基于标记依赖关系的多标记学习算法研究

发布时间：2018-06-05 14:24

本文选题：数据挖掘 + 分类学习　；参考：《北京交通大学》2016年博士论文

【摘要】：多标记分类是机器学习和数据挖掘中一个重要的研究问题,其目的是为了预测实例同时具有的多个标记。在大多实际应用中,实例的多个标记之间存在着潜在的依赖关系,发掘其中蕴含的有用信息往往能够有效地提高分类模型的学习性能。因此,如何学习和利用标记间的依赖关系,已经成为当前多标记分类学习领域的关键问题之一。本文首先对研究现状进行了总结,分析了现有方法的优缺点。接着,探索了学习和利用不同类型和应用场景下的多标记间依赖关系的多种途径,提出了多种更加有效的多标记分类模型和算法。本文取得的研究成果主要如下：(1)分类器链等模型往往随机地为每个标记确定其所依赖的其它标记,因此可能获得与实际不符的结果。为解决这一问题,本文提出了一种利用树型贝叶斯网络来表示标记间依赖关系的方法。该方法通过明确度量多标记间依赖程度的大小,来构建一个以标记为节点,标记间依赖程度大小为权重的网络结构,从而能够合理地确定多标记间的依赖关系。进一步,还利用集成学习技术构建了多个可能的标记间依赖结构,从而能够更充分地考虑多标记间的相互依赖关系。实验结果验证了该算法的有效性,这表明通过度量标记间的依赖程度大小并充分考虑标记间的相互依赖关系,能够进一步提升分类模型的性能。(2)提出了一种利用图结构表示标记间的依赖程度,并将多标记间依赖关系的迭代传播表示成在图上的随机游走过程的多标记学习算法。该方法首先构建了标记间的图结构,并利用重启动随机游走模型来模拟标记间依赖关系在图中的迭代传播过程。对给定测试实例,该方法首先给出各标记为其真实标记的初始概率,然后采用类似PageRank的方法迭代地更新各标记的值直到收敛为止。这种迭代重复更新的过程使得,各标记不仅能考虑和其有直接依赖关系的标记对其的影响,也能考虑其它间接的依赖关系。实验结果表明,该算法在多种评价标准下都明显优于其它对比算法,尤其当数据集具有较多的标记时。
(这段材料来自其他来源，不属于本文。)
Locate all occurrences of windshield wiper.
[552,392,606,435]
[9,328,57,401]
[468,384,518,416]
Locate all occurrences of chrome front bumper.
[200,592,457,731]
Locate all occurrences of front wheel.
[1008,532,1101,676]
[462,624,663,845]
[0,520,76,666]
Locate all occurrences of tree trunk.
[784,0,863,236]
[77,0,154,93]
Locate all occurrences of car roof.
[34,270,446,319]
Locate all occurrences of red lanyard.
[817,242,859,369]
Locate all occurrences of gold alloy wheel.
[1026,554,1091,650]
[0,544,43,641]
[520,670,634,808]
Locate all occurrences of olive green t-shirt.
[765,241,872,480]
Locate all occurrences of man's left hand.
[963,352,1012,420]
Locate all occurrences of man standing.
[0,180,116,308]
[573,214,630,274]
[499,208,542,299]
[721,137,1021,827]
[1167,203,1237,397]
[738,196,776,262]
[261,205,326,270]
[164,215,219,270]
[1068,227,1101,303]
这表明,考虑标记间依赖关系的迭代传播,能够更为有效地发掘和利用其中潜在的有用信息。(3)在上一种方法的基础上,进一步提出了一种能够考虑多种潜在因素,并通过最优化给定的目标函数来学习多标记间最优的依赖程度的多标记学习算法。该方法利用了多核学习的思想,首先基于不同的依赖关系定义,从不同方面给出了标记间依赖程度的多种度量结果,然后以这些度量为输入利用线性模型学习标记间的最终依赖程度。该方法的优势包括：一是能够综合考虑从不同角度出发的标记间依赖程度的度量；二是其通过最小化分类模型所采用的损失函数来估计线性模型的参数,因此能够学习到对当前分类任务最优的标记间依赖程度。实验结果表明,通过优化目标函数而学习到的标记间依赖关系和程度,和上一种方法等对比算法相比,该方法能明显地提升相应分类模型的性能。(4)针对弱标记和存在大量标记的问题,本文基于矩阵分解模型提出了一种学习最优的标记排序的方法。该方法能够将原标记空间映射到一个低维空间,从而能够显著地减少标记个数并因此降低计算量。对训练集中的每个实例,都可以获得两个标记集合：已经明确给出的标记,和其它没有明确给出的标记。现有方法中大多假设,若标记没有明确给出则即为实例的非相关标记(非1即0)。为避免该假设可能引入的错误信息,本文所提方法仅假设,对每个实例,和没有明确给出的标记相比,那些明确给出的标记更应该是实例的相关标记。相应地,该方法设计了一种类似AUC曲线的损失函数,并通过优化该损失函数使得在为实例预测的标记排序中,那些明确给出的标记都尽量排在没有明确给出的标记之前。因此,该方法能够在存在弱标记的情况下,充分利用标记间的依赖关系来产生一个更为合理的标记排序。实验结果验证了该方法在特定数据集合上有着更好的性能。以上研究成果从利用不同类型的标记依赖关系的角度出发,提出了相应的学习方法和模型并通过实验验证了其有效性,为实际应用和进一步研究奠定了良好的基础。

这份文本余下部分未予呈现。